Painting of UFC fighter by Christopher Cudworth
This idea that the earliest humans on record were brutelike and unrefined runs directly in conflict to the Christian narrative that men such as Moses were so full of insight we can scarcely imagine their brainpower. But you see, too many Christians want to own the narrative for themselves, and as such, struggle to possess both science and religion for themselves. They seek to deny the path of evolution that led to human awareness.
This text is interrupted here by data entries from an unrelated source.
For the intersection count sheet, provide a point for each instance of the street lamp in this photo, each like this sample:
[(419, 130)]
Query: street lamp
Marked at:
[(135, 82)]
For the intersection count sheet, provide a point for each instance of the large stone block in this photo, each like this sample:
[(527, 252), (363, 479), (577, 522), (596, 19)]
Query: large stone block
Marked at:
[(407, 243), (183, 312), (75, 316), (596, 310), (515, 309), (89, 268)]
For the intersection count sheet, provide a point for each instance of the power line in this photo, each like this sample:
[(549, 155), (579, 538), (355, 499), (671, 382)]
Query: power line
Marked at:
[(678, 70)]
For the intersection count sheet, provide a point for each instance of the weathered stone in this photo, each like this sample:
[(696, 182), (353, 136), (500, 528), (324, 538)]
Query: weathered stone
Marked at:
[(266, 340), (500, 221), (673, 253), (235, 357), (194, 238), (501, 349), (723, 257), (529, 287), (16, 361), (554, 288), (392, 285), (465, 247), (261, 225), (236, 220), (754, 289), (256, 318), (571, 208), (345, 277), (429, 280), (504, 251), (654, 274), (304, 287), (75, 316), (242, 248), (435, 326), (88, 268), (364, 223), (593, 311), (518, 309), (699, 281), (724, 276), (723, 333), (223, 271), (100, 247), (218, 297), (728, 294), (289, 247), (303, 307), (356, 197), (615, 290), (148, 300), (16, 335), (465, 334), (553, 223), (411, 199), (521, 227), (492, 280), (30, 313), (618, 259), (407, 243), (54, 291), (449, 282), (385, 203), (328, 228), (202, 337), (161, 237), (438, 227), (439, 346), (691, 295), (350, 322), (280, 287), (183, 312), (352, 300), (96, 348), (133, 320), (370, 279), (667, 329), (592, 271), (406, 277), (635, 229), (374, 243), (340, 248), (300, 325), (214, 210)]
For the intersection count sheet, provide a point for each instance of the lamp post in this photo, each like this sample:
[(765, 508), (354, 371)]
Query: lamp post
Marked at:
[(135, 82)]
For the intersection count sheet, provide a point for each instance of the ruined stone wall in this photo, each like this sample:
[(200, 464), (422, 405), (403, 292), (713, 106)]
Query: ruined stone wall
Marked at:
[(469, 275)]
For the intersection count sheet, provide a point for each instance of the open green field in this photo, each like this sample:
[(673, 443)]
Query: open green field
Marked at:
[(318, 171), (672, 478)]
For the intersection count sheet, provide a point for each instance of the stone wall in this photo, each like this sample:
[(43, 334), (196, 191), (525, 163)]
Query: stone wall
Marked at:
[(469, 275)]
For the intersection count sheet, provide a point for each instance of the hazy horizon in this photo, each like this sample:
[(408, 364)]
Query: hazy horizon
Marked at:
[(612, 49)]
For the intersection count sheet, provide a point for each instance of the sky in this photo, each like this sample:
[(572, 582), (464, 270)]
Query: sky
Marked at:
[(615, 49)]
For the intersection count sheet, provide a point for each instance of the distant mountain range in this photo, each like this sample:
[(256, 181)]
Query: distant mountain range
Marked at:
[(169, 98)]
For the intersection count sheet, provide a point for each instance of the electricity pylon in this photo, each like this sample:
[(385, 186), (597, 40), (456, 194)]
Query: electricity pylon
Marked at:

The idea that human awareness came from strictly material origins is anathema, insisting instead that human awareness must have burst upon the scene in the singular case with Adam and Eve. Never mind that these figures could just as easily symbolize the point in time when comprehension of God came into being. This was Creation as released through advancement in human culture. It precisely parallels the New Testament narrative in which Christ comes to earth fully formed, and a part of God, to lead human beings to even greater awareness. What’s so hard to understand about that? Well, even the disciples had a bit of trouble grasping the fluid narrative of Christ’s message. So today’s Christians possibly can be forgiven for being stubborn about their fixed beliefs.
Throwing bricks
The world was essentially born anew into awareness at that moment, and a comprehensive explanation of how the earth was formed through material means was unnecessary to the just as the New World is predicted to come at a future date
The real brutes are those who deny that religion and science can co-exist, and that one can inform the other without implication of falseness. That is where real human progress awaits, at the intersection in history where religion is not used to dumb down the population. The intent of the Bible is to elevate the notion that the human race in all its material force can still be capable of higher thinking. That is where spirituality awaits as a source of wisdom to guide our actions, inform our stewardship and fuel our love of the earth as an expression of God’s creative power and love.
But when Christians only extract the Bible like a brick from the foundations of scripture, and throw those bricks around in defense of a small and narrow-minded view of the great walls of wisdom, it only hurts the faith.